To the editor:
During Thursday’s School Committee budget hearing, teachers and parents requested the School Committee “fully fund” the Marblehead Public Schools. Chair Sarah Fox stated that she will not stop fighting until our schools are fully funded. The elephant in the room was, and remains, what does it mean to “fully fund” our schools?
It’s easy to get parents and teachers on board with the idea that our schools need more funding after years of level-services budgets and when facing a second consecutive year of big budget cuts. But fleshing out what “fully funded” schools look like, need, and cost takes work and planning. The “level services” budget presented Thursday night – which will require an additional $2.5 million in funding – will not give us “fully funded” schools. Sure, we’ll avoid some incredibly painful cuts in staffing, but neither of the budgets presented on Thursday night (“level service” and “level funded”) will restore the positions cut in the fiscal year 2023 budget or address the numerous unfunded needs in our schools; nor will they fix the underlying structural deficit that will put us in this exact same position next year. After listening to educator after educator say that what our schools have right now is inadequate, the School Committee cannot possibly believe that a level-services budget for FY25 “fully funds” our schools.

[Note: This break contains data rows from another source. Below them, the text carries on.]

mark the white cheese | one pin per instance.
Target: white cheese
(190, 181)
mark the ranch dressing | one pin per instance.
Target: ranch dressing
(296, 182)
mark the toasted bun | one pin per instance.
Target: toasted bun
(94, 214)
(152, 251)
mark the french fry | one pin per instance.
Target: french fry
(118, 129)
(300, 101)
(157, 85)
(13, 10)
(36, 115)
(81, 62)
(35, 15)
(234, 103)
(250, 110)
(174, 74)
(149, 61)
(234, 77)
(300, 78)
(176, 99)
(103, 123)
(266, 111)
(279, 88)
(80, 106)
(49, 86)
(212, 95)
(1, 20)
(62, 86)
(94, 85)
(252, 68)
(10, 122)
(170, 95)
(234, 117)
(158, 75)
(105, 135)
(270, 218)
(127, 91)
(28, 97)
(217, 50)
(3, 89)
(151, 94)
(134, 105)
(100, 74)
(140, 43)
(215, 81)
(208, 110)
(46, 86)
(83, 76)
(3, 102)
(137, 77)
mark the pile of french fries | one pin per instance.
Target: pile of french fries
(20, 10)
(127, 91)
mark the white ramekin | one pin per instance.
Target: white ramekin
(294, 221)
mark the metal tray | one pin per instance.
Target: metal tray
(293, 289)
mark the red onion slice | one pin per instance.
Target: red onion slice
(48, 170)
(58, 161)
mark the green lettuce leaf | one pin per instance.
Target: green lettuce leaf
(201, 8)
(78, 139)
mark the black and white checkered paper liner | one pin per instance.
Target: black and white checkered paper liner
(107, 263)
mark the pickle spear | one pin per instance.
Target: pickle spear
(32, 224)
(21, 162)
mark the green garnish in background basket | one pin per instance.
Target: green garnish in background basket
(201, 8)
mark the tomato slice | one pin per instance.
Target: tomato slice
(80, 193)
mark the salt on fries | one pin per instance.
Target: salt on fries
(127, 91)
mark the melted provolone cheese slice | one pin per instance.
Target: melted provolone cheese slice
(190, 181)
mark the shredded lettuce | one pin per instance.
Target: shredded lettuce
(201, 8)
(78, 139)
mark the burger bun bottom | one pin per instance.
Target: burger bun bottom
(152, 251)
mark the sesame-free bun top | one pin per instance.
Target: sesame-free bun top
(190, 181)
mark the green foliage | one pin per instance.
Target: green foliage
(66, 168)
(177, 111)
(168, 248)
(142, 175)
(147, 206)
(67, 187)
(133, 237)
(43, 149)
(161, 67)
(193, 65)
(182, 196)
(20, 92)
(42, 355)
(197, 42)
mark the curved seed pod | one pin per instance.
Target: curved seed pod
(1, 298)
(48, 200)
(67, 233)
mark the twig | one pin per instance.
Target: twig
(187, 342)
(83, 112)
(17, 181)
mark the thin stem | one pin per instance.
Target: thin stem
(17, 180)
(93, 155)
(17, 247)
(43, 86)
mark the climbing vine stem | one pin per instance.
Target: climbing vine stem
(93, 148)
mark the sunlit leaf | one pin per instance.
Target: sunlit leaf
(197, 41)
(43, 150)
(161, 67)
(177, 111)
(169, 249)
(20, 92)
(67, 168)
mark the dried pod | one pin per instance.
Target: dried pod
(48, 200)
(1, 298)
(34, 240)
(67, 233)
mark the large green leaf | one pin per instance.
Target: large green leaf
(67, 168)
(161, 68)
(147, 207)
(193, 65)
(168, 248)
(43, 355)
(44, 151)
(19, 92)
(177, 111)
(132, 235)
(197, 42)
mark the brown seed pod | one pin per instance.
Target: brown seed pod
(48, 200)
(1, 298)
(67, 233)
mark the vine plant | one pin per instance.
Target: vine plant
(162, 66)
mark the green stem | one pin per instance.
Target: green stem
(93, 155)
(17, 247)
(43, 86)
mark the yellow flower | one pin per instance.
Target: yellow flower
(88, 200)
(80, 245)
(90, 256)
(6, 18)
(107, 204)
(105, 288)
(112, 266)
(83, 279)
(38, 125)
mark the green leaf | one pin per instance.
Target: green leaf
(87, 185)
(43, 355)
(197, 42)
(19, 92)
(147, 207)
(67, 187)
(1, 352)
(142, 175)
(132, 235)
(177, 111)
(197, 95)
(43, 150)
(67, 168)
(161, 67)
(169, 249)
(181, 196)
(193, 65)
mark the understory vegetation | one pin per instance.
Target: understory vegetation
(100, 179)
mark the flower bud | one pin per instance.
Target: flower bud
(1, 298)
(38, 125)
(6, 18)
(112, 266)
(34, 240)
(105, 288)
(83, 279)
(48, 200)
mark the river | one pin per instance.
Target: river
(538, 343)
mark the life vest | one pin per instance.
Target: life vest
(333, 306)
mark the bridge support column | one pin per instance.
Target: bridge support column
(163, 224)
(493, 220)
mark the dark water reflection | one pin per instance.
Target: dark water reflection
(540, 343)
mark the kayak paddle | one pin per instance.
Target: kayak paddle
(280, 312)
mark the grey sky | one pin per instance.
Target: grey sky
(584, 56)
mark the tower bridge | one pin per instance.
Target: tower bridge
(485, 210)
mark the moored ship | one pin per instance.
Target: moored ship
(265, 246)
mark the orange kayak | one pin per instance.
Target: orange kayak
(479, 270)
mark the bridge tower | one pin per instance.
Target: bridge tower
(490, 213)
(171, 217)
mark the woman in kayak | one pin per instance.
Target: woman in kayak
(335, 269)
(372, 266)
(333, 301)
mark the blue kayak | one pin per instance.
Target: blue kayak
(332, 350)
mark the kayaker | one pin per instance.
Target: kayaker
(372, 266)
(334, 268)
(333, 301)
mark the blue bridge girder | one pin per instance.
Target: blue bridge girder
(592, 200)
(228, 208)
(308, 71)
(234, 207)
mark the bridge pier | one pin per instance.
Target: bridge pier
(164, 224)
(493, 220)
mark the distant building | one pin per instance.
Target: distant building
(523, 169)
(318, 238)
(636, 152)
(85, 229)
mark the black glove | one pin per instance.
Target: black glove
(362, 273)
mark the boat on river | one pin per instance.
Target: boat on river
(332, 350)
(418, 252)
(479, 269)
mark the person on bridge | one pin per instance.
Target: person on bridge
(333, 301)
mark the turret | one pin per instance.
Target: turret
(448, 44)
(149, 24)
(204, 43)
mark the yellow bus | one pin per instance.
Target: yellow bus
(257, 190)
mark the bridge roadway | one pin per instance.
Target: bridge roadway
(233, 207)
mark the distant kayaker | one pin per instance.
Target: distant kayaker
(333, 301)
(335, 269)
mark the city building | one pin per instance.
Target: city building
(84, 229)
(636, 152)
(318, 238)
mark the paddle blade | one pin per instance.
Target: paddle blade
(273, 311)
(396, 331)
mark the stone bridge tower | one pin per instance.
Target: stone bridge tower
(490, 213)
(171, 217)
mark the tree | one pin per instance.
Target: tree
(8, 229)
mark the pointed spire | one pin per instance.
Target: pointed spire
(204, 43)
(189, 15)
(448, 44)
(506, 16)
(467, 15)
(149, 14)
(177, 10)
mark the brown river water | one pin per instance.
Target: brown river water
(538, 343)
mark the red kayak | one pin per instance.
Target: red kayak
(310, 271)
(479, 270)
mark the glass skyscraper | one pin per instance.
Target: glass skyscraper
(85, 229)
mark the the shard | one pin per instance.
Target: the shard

Members of our School Committee talk a lot about unfunded needs and the status quo being unacceptable. So why didn’t they come to the table ready to talk about what those needs are and what funding them will cost? On the one hand, School Committee members postured that they don’t have to operate within the confines of the budget number FinCom gives them and that they have an obligation to come to Town Meeting and advocate for the funding that the schools need. But on the other hand, they said that the school administration only prepared level funded and level-services budgets for FY25 because that’s all FinCom asked for. The School Committee cannot have this both ways.
Our current School Committee members are not responsible for the financial problems facing the Town of Marblehead. They are responsible, however, for advocating for the funding our schools need. That advocacy cannot be all talk – true advocacy would have meant planning and preparation to show what it takes to “fully fund” the schools. Given this lack of planning and preparation, the School Committee needs to stop posturing about overrides and antics on the floor of Town Meeting. School Committee members: listen to your FinCom liaisons and dig into your revolving funds to find as much money as you possibly can to defray budget cuts in a responsible way; demonstrate a willingness to be flexible and collaborative during a time when financial pressures are impacting all town departments; take steps now to stabilize our district leadership; and roll up your sleeves and get to work planning for FY26.